Re: [PATCH 1/1] iommu/vt-d: Fix lockdep splat in intel_pasid_get_entry()

From: Lu Baolu
Date: Thu Mar 18 2021 - 21:12:59 EST


Hi Joerg,

On 3/18/21 6:21 PM, Joerg Roedel wrote:
On Wed, Mar 17, 2021 at 08:58:34AM +0800, Lu Baolu wrote:
The pasid_lock is used to synchronize different threads from modifying a
same pasid directory entry at the same time. It causes below lockdep splat.

[ 83.296538] ========================================================
[ 83.296538] WARNING: possible irq lock inversion dependency detected
[ 83.296539] 5.12.0-rc3+ #25 Tainted: G W
[ 83.296539] --------------------------------------------------------
[ 83.296540] bash/780 just changed the state of lock:
[ 83.296540] ffffffff82b29c98 (device_domain_lock){..-.}-{2:2}, at:
iommu_flush_dev_iotlb.part.0+0x32/0x110
[ 83.296547] but this lock took another, SOFTIRQ-unsafe lock in the past:
[ 83.296547] (pasid_lock){+.+.}-{2:2}
[ 83.296548]

and interrupts could create inverse lock ordering between them.

[ 83.296549] other info that might help us debug this:
[ 83.296549] Chain exists of:
device_domain_lock --> &iommu->lock --> pasid_lock
[ 83.296551] Possible interrupt unsafe locking scenario:

[ 83.296551] CPU0 CPU1
[ 83.296552] ---- ----
[ 83.296552] lock(pasid_lock);
[ 83.296553] local_irq_disable();
[ 83.296553] lock(device_domain_lock);
[ 83.296554] lock(&iommu->lock);
[ 83.296554] <Interrupt>
[ 83.296554] lock(device_domain_lock);
[ 83.296555]
*** DEADLOCK ***

Fix it by replacing the pasid_lock with an atomic exchange operation.

Reported-and-tested-by: Dave Jiang <dave.jiang@xxxxxxxxx>
Signed-off-by: Lu Baolu <baolu.lu@xxxxxxxxxxxxxxx>
---
drivers/iommu/intel/pasid.c | 14 ++++++--------
1 file changed, 6 insertions(+), 8 deletions(-)
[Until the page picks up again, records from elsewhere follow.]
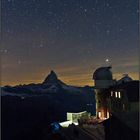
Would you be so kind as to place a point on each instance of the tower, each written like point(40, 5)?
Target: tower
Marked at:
point(103, 79)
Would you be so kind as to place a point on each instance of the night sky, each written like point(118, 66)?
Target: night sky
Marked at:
point(72, 37)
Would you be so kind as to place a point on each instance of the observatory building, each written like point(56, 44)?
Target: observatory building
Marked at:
point(103, 79)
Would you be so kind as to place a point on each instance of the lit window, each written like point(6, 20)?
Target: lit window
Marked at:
point(111, 93)
point(99, 114)
point(107, 114)
point(119, 94)
point(116, 95)
point(123, 107)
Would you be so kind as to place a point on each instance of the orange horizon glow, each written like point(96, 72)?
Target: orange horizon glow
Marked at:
point(69, 80)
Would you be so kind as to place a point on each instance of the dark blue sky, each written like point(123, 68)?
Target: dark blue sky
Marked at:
point(72, 37)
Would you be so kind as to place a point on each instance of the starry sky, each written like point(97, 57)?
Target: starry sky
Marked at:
point(71, 37)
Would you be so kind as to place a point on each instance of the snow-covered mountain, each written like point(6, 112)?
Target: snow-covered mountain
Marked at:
point(51, 84)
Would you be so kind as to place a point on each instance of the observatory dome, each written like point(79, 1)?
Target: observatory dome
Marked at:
point(103, 73)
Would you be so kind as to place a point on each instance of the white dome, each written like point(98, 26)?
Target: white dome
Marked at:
point(103, 73)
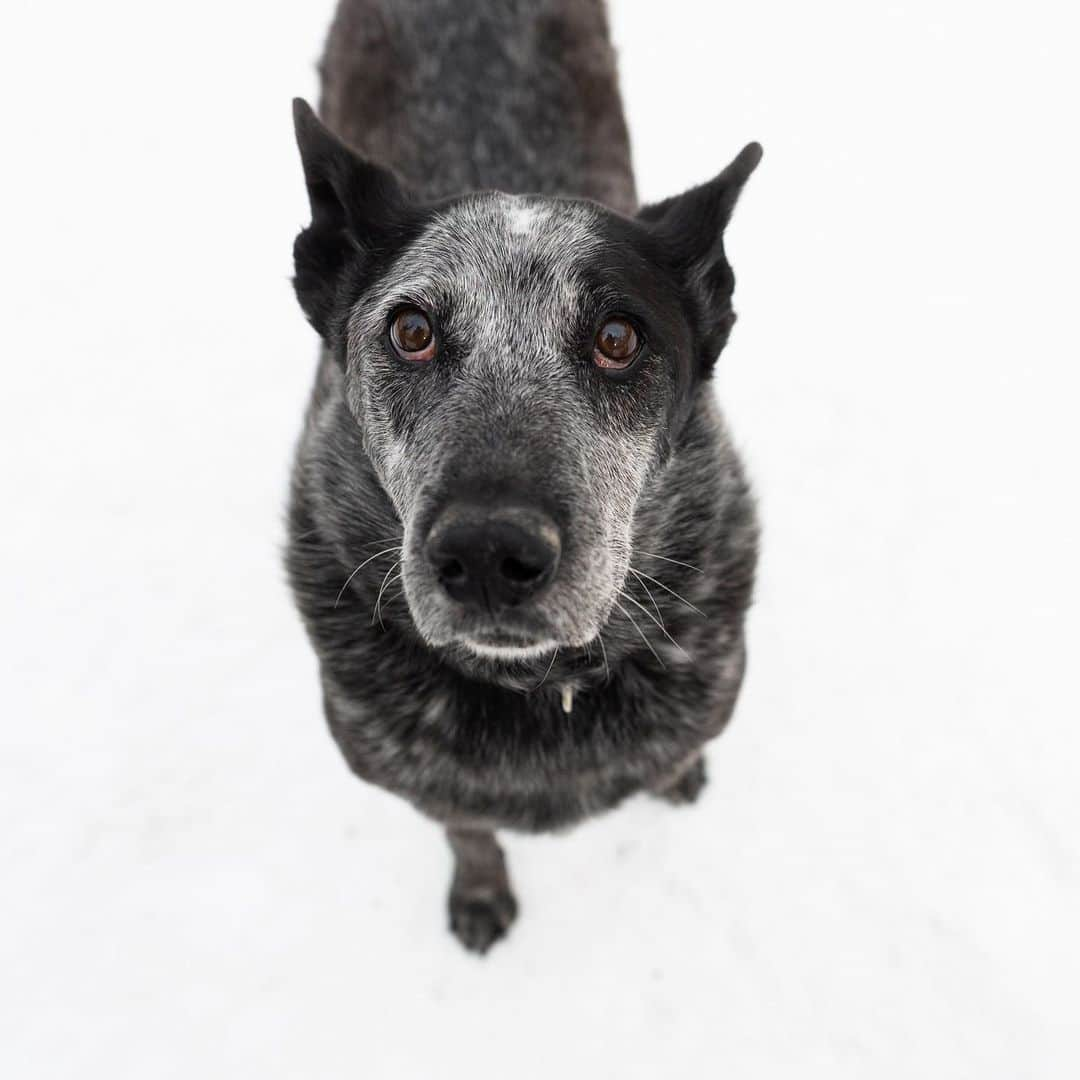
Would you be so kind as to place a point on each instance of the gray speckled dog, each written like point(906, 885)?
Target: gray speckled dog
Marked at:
point(520, 538)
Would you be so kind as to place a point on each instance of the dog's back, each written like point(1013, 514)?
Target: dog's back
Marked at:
point(460, 95)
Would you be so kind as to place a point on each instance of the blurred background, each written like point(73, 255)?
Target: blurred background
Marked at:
point(883, 876)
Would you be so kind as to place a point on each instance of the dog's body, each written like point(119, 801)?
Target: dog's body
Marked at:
point(575, 694)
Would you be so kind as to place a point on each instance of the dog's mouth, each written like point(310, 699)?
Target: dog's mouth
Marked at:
point(499, 645)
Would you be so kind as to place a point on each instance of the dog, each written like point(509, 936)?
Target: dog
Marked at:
point(520, 538)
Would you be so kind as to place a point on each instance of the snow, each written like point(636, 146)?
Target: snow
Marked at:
point(883, 875)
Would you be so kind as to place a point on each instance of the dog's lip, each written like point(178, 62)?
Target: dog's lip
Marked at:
point(507, 647)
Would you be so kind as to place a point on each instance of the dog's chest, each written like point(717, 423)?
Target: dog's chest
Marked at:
point(510, 759)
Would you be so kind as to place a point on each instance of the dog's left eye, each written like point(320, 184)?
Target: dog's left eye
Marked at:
point(617, 343)
point(413, 335)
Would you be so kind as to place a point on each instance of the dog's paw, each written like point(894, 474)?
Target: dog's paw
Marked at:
point(480, 920)
point(689, 786)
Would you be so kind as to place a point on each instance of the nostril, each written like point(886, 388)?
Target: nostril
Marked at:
point(523, 574)
point(453, 572)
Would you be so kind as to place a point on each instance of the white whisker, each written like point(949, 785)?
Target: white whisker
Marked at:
point(607, 671)
point(642, 632)
point(554, 656)
point(386, 581)
point(675, 562)
point(622, 592)
point(348, 580)
point(667, 589)
point(648, 593)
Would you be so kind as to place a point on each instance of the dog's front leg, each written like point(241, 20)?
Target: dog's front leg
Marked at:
point(686, 784)
point(482, 903)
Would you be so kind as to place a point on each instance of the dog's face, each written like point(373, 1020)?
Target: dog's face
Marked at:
point(517, 367)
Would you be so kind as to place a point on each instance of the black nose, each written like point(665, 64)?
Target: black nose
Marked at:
point(494, 557)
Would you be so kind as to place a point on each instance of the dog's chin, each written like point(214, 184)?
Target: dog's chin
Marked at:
point(505, 651)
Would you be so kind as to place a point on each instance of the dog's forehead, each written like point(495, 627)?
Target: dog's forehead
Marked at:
point(490, 255)
point(490, 246)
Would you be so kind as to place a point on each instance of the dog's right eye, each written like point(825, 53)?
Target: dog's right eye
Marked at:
point(412, 335)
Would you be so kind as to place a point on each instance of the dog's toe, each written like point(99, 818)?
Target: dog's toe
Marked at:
point(689, 786)
point(480, 921)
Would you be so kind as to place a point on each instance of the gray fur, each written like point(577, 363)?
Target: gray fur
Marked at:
point(642, 631)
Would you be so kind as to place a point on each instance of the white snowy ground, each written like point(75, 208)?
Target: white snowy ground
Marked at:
point(883, 879)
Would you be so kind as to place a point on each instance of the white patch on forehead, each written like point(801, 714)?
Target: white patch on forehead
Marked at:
point(498, 268)
point(523, 218)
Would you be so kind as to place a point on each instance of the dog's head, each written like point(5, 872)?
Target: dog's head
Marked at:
point(517, 366)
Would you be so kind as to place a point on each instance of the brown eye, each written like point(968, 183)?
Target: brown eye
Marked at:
point(617, 345)
point(412, 335)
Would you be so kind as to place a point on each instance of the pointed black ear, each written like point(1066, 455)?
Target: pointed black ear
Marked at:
point(358, 213)
point(690, 228)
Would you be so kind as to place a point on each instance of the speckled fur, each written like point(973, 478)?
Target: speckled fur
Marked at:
point(513, 224)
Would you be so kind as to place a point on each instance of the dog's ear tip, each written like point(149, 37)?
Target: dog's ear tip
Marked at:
point(750, 158)
point(305, 120)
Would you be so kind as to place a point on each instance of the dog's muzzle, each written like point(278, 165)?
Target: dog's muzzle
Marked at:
point(493, 558)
diff --git a/drivers/iommu/intel/pasid.c b/drivers/iommu/intel/pasid.c
index 9fb3d3e80408..1ddcb8295f72 100644
--- a/drivers/iommu/intel/pasid.c
+++ b/drivers/iommu/intel/pasid.c
@@ -24,7 +24,6 @@
/*
* Intel IOMMU system wide PASID name space:
*/
-static DEFINE_SPINLOCK(pasid_lock);
u32 intel_pasid_max_id = PASID_MAX;
int vcmd_alloc_pasid(struct intel_iommu *iommu, u32 *pasid)
@@ -259,19 +258,18 @@ struct pasid_entry *intel_pasid_get_entry(struct device *dev, u32 pasid)
dir_index = pasid >> PASID_PDE_SHIFT;
index = pasid & PASID_PTE_MASK;
- spin_lock(&pasid_lock);
entries = get_pasid_table_from_pde(&dir[dir_index]);
if (!entries) {
entries = alloc_pgtable_page(info->iommu->node);
- if (!entries) {
- spin_unlock(&pasid_lock);
+ if (!entries)
return NULL;
- }
- WRITE_ONCE(dir[dir_index].val,
- (u64)virt_to_phys(entries) | PASID_PTE_PRESENT);
+ if (cmpxchg64(&dir[dir_index].val, 0ULL,
+ (u64)virt_to_phys(entries) | PASID_PTE_PRESENT)) {
+ free_pgtable_page(entries);
+ entries = get_pasid_table_from_pde(&dir[dir_index]);

This is racy, someone could have already cleared the pasid-entry again.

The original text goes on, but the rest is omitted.